Ao final do show, após interpretar a canção Tá Escrito, o namorado da atriz Paolla Oliveira agradeceu ao povo nordestino “por ter tirado aquela besta do poder”.

– Valeu, Caruaru! Vou falar um negócio para vocês muito importante. Eu estou aqui para agradecer ao povo nordestino por ter tirado aquela besta do poder – bradou o sambista.

O evento ocorreu no último dia 17 de junho, mas o vídeo com as falas do cantor viralizou nas redes sociais neste fim de semana.

Nas eleições de 2022, o Nordeste foi a única região na qual Luiz Inácio Lula da Silva (PT) obteve mais votos que Jair Bolsonaro. A região foi decisiva para a vitória de Lula, fazendo jus à fama de tradicional reduto petista.

Durante o pleito, Diogo Nogueira declarou seu apoio a Lula publicamente, em forma de música.

– Erga essa cabeça, mete o pé e vai na fé.
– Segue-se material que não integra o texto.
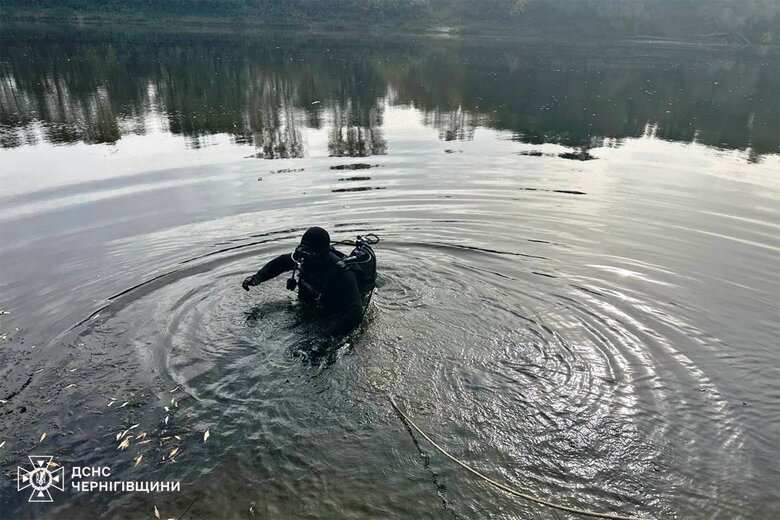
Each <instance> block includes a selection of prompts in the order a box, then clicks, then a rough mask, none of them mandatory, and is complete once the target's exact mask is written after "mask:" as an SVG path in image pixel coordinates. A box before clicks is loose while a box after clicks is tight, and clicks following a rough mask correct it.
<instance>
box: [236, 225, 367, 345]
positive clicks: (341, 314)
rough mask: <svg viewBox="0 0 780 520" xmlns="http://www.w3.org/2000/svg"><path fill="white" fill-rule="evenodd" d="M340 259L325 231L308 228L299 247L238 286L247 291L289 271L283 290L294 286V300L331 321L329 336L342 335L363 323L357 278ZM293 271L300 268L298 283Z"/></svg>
mask: <svg viewBox="0 0 780 520" xmlns="http://www.w3.org/2000/svg"><path fill="white" fill-rule="evenodd" d="M372 256H373V253H372ZM344 258H345V255H344V254H343V253H341V252H339V251H337V250H336V249H334V248H332V247H331V246H330V235H328V232H327V231H325V230H324V229H322V228H320V227H312V228H309V229H308V230H306V232H305V233H304V234H303V238H301V243H300V245H299V246H298V247H296V248H295V251H294V252H293V253H292V254H284V255H280V256H277V257H276V258H274V259H273V260H271V261H270V262H268V263H267V264H266V265H265V266H263V268H262V269H260V270H259V271H258V272H257V273H256V274H254V275H252V276H249V277H247V278H246V279H245V280H244V281H243V283H242V284H241V287H243V288H244V290H246V291H248V290H249V288H250V287H253V286H255V285H259V284H261V283H263V282H265V281H266V280H270V279H271V278H275V277H277V276H279V275H280V274H282V273H284V272H286V271H293V276H291V277H290V279H289V280H287V288H288V289H290V290H294V289H295V287H296V285H297V287H298V297H299V298H300V299H301V300H302V301H304V302H305V303H307V304H310V305H312V306H314V307H315V308H316V309H318V310H319V311H320V312H321V313H322V314H324V315H325V316H326V317H328V318H330V319H331V320H332V322H331V325H330V327H329V332H330V333H331V334H333V335H339V334H345V333H347V332H350V331H351V330H353V329H354V328H356V327H357V326H358V325H360V322H361V321H362V320H363V296H362V295H361V287H360V285H359V282H358V279H357V275H356V273H355V271H354V270H353V269H350V268H348V267H347V266H346V265H345V263H344V261H343V260H344ZM296 269H300V276H299V279H298V280H295V276H294V275H295V270H296ZM374 269H375V264H374ZM374 273H375V271H374ZM374 276H375V274H374ZM371 289H373V280H372V286H371Z"/></svg>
Manda o Bolsonaro embora – cantou, fazendo a letra “L” com uma das mãos.

Em recente entrevista ao podcast Quem Pode, Pod, Paolla Oliveira disse que o posicionamento político foi uma questão importante para o casal.

– Era um tempo de uma política muito acirrada. E o medo que a gente estava, que depois ele me contou que era o mesmo medo dele, era: “E se a gente falar alguma coisa?” (…) De ser um partido político ou alguma ideologia diferente. Se estragar isso, não tem caminho de volta, porque a gente não se fala mais – relembrou.